An incredible athlete, Worthy was the perfect wing fast-break partner for Johnson, swooping and gliding his way down the court for dunks and layups while averaging 17.6 points and 5.1 rebounds and shooting 52.1% per game for his career. But as one would expect for someone with Worthy’s nickname, those averages all elevated during the postseason, ticking up to 21.1 points and 5.2 rebounds on 54.4% shooting, and culminating in an NBA Finals MVP in 1988. Worthy played a six more years after that, spending his final one mostly coming off the bench before retiring in the summer of 1994.
But while retirement is where a lot of players’ devotion to a specific team ends, that was not the case for Worthy, who remained a mainstay on the Lakers’ scene, serving as a local broadcaster about the team on CBS and KCAL9 before ultimately hopping onboard Spectrum SportsNet when they took over the Lakers’ broadcasting rights in 2012.
Through it all, Worthy has maintained the same passion and competitiveness he had during his playing days for those postgame shows, from smoking cigars on-air after some wins, to smashing birthday pinatas with Larry Bird and Danny Ainge’s faces on them on live television. Speaking as someone who has been lucky enough to watch a few games at the Spectrum SportsNet studios, that passion is genuine, as Worthy’s deep-throated, celebratory screams that follow good plays can be heard all throughout the building (as can be his, let’s say, “less satisfied” reactions when something goes wrong for the team).

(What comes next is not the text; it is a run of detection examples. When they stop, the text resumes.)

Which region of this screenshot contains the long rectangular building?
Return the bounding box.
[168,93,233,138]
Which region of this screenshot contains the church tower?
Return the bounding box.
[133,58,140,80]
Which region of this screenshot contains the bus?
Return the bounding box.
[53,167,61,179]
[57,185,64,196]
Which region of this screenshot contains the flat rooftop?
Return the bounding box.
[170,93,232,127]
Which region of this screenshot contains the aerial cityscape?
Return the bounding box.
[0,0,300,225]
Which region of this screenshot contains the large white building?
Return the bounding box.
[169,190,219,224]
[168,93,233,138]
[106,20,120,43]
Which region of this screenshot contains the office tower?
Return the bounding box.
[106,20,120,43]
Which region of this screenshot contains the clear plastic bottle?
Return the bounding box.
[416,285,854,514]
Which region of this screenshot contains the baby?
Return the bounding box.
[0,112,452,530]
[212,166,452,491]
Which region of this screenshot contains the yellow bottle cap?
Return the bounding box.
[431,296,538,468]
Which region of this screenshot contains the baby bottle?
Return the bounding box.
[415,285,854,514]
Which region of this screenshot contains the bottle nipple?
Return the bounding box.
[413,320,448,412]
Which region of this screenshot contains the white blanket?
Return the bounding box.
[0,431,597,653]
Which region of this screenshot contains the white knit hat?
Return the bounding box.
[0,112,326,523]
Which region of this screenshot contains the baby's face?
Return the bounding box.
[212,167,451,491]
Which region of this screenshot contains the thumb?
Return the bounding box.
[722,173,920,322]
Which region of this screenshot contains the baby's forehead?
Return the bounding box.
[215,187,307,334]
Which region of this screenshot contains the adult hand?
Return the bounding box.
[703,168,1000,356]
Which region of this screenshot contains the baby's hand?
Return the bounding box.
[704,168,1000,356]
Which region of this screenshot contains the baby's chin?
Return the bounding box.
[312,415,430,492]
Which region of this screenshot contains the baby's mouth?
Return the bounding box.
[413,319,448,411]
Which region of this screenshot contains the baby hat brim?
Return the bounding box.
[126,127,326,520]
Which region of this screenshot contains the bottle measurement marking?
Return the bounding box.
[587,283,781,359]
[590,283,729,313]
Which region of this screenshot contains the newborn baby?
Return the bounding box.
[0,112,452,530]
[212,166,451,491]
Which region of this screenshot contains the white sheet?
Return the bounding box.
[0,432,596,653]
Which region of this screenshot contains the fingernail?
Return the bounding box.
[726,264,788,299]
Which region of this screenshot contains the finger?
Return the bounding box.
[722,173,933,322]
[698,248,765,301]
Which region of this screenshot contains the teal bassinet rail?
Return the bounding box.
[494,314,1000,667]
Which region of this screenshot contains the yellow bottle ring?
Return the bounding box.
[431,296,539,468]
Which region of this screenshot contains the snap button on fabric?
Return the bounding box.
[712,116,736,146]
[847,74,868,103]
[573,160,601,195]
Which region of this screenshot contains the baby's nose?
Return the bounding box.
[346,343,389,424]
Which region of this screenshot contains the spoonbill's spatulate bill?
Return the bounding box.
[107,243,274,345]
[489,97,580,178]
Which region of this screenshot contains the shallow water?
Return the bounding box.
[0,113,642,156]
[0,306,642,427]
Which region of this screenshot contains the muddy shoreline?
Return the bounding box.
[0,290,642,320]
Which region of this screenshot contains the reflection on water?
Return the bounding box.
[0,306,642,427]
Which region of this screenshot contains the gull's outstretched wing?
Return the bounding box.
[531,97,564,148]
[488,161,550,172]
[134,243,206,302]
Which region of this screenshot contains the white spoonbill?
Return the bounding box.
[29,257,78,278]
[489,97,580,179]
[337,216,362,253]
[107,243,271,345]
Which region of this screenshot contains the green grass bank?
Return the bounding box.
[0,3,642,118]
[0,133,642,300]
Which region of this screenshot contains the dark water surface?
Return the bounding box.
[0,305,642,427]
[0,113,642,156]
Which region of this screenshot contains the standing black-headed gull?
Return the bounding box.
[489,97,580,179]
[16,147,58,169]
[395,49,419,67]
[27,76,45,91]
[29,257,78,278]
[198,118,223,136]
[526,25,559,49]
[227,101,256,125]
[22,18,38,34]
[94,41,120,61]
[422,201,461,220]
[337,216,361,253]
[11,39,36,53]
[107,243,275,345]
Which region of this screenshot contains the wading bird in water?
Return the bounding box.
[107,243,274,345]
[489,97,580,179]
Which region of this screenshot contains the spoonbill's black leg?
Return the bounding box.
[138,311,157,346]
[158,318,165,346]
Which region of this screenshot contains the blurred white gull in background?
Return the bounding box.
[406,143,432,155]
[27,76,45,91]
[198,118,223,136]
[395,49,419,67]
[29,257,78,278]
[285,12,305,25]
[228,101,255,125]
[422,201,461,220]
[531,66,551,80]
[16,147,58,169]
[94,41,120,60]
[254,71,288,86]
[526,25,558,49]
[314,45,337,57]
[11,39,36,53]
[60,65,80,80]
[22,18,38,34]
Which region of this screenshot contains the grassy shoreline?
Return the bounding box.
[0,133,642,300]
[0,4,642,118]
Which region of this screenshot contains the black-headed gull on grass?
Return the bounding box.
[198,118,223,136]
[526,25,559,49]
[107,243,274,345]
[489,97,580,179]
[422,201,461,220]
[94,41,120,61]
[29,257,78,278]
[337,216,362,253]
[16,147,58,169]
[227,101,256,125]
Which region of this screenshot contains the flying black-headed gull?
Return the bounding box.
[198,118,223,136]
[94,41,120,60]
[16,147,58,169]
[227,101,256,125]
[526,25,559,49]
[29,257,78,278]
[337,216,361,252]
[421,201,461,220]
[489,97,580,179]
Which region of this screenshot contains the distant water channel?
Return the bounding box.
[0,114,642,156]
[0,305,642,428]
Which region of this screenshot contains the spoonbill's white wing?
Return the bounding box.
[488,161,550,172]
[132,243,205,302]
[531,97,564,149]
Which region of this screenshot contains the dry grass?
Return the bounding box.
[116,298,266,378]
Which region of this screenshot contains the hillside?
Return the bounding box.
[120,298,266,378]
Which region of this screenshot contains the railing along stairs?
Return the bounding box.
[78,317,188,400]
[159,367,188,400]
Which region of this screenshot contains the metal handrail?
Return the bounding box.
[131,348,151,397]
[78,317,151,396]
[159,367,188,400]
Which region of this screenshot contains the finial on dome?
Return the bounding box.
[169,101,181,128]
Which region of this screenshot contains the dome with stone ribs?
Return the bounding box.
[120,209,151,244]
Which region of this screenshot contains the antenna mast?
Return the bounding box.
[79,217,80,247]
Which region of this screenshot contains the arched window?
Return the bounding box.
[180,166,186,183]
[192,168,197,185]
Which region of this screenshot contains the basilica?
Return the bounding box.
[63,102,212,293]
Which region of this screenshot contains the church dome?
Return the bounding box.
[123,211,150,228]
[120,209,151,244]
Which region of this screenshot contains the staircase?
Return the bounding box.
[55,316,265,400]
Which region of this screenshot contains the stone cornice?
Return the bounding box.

Worthy jokes now that he played so long ago that one of his own daughters didn’t know his number was retired by the Lakers, calling him from a game to ask if there was a player with their same last name to receive that honor. But the way the players on the team interact with him shows how highly he’s considered in their fraternity, and throughout all that time since he’s played, Worthy has made himself a mainstay in his adopted community. It’s something I will always remember chatting with him about as he delivered coffee, donuts and Lakers tickets to a surprised family who was just expecting to get their cable box installed by Spectrum that day.
“After spending so many years in the city, you become part of the city. I feel like I’m the son of Los Angeles and Inglewood. We played basketball over here at the Forum, so I got to know a lot of people over the years, from going to the barbershop, from going to churches, from going to the grocery stores,” Worthy said then. “Over 30 or 35 years you become a part of that family.”
It’s probably safe to guess that most Lakers fans feel the same way about Worthy, whether they remember his days as a player, have just heard about them or seen highlights, or mostly just know him from his sometimes magical work in the studio. Either way, he’s in their homes multiple times a week, talking with them about the game they love with the same enthusiasm they have, remaining just as passionate about the team’s on-court results and serving as a consummate teammate in whatever role he’s in, while not letting his enthusiasm turn him into a cheerleader that’s afraid to criticize something he doesn’t like. If all that’s not worth appreciating from a Lakers legend, I don’t know what is.